In patients with spinal instability, instrumentation is used to provide space for placing the grafts and to help stabilize the spine. Using a technique known as minimally invasive surgery, posterior lumbar interbody fusion can, in some patients, be done with a much smaller incision than traditional open spinal surgeries and avoids damaging the low back muscles.
As in the posterior lumbar interbody fusion (PLIF) procedure, a bone graft is used to fuse the spinal vertebrae after the disc is removed. However, the TLIF procedure places a single bone graft between the vertebrae from the side, rather than two bone grafts from the rear, as in the PLIF procedure. Inserting the graft from the side where the facet joint has been removed is an effort to avoid moving or damaging nerve roots during the procedure.
In patients with spinal instability, instrumentation is used to help stabilize the spine during the bone graft fusion. Using minimally invasive surgery, transforaminal lumbar interbody fusion can be done in certain patients with a much smaller incision than traditional open spinal surgeries, decreasing damage to the low back muscles.

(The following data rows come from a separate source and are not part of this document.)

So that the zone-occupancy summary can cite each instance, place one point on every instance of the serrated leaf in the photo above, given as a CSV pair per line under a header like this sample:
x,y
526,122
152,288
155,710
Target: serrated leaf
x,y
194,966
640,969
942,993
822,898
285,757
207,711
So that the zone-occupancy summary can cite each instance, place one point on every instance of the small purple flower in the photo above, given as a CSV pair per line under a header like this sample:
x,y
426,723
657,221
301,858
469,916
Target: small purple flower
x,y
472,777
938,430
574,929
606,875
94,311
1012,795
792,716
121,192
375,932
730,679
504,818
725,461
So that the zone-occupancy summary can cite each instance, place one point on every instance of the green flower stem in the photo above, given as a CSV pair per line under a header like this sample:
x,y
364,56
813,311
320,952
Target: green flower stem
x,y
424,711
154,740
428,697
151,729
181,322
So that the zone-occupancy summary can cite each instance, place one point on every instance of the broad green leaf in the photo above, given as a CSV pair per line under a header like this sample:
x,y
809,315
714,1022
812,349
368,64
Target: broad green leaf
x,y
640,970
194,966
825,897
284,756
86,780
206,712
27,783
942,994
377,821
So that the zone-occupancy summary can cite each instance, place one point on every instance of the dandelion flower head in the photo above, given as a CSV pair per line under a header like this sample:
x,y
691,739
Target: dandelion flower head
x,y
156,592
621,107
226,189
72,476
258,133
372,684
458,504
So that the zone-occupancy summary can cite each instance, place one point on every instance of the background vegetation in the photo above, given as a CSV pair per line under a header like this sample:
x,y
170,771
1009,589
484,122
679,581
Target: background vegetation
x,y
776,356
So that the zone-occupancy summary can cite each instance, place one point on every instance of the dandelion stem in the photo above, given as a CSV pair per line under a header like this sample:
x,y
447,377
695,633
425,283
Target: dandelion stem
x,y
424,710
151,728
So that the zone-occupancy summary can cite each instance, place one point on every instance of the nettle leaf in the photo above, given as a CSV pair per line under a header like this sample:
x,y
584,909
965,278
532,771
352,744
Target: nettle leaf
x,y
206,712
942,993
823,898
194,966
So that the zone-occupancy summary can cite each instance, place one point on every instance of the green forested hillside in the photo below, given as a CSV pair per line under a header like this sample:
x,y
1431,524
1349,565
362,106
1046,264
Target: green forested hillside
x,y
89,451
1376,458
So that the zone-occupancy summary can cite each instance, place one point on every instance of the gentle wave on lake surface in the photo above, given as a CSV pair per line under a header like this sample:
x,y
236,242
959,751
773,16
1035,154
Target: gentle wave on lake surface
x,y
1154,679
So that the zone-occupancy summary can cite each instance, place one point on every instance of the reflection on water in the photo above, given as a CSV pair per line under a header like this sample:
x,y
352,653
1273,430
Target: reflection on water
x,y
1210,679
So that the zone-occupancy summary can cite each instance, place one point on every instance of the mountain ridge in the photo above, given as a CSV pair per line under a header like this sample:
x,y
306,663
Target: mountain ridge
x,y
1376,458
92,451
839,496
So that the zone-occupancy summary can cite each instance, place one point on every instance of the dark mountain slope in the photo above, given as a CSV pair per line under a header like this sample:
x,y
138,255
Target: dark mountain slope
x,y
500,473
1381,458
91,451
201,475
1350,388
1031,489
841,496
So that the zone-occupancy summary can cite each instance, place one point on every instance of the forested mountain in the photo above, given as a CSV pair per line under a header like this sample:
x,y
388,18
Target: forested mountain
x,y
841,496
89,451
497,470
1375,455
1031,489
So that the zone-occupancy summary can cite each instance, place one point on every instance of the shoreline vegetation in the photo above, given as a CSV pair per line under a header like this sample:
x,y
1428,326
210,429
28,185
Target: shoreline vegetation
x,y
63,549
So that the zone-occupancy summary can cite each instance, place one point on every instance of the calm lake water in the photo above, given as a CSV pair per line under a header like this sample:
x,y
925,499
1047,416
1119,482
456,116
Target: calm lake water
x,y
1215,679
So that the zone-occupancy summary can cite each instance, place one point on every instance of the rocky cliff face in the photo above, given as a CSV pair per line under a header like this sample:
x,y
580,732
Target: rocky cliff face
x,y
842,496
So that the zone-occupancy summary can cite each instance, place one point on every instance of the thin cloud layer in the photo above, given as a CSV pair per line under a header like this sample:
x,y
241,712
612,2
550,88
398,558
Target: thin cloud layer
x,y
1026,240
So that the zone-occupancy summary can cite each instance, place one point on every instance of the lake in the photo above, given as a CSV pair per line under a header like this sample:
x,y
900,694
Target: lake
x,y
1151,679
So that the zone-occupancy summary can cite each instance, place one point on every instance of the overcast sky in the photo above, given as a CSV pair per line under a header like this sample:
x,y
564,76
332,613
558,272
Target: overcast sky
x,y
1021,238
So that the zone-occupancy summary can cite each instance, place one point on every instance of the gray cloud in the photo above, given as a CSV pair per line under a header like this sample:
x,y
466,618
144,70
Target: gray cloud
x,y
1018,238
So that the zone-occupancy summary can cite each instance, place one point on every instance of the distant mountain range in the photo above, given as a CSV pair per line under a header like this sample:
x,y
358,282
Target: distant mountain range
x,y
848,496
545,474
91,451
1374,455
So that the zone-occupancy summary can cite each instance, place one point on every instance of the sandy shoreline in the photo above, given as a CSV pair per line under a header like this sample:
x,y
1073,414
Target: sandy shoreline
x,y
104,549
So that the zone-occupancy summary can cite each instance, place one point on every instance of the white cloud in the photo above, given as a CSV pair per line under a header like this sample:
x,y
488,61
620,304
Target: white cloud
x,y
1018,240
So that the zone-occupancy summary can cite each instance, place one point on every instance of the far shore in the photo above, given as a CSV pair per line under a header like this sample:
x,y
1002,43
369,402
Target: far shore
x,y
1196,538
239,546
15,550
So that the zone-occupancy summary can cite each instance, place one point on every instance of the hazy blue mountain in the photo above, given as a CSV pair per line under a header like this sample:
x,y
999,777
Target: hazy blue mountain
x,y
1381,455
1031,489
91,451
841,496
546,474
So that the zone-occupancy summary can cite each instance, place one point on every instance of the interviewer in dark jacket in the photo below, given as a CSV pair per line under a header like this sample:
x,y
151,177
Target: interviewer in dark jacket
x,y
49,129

This surgery is performed to remove a large portion of a degenerated disc that is frequently the source of back or leg pain. This procedure makes space between the vertebral bodies, relieving pressure and creating more room for spinal nerves to exit. It is called an anterior procedure because the spine is approached from the front. Unlike posterior approaches (from the back), the anterior approach avoids damage to the low back muscles. The removed disc portion is replaced with implanted bone grafting materials, and adjacent vertebral bodies fuse to provide support.
This procedure, also known as lateral access spine surgery, is a minimally invasive surgery that accesses the spine from incisions on the side of the body. This procedure avoids separating the low back muscles, cutting bone, or moving aside blood vessels as required for other minimally invasive spine fusion procedures (PLIF, TLIF, ALIF). Lateral access spine surgery can treat a variety of conditions including herniations, asymmetric disc degeneration (degenerative scoliosis), nerve impingement, certain tumors, and as discussed in this animation, instability and pain resulting from disc degeneration.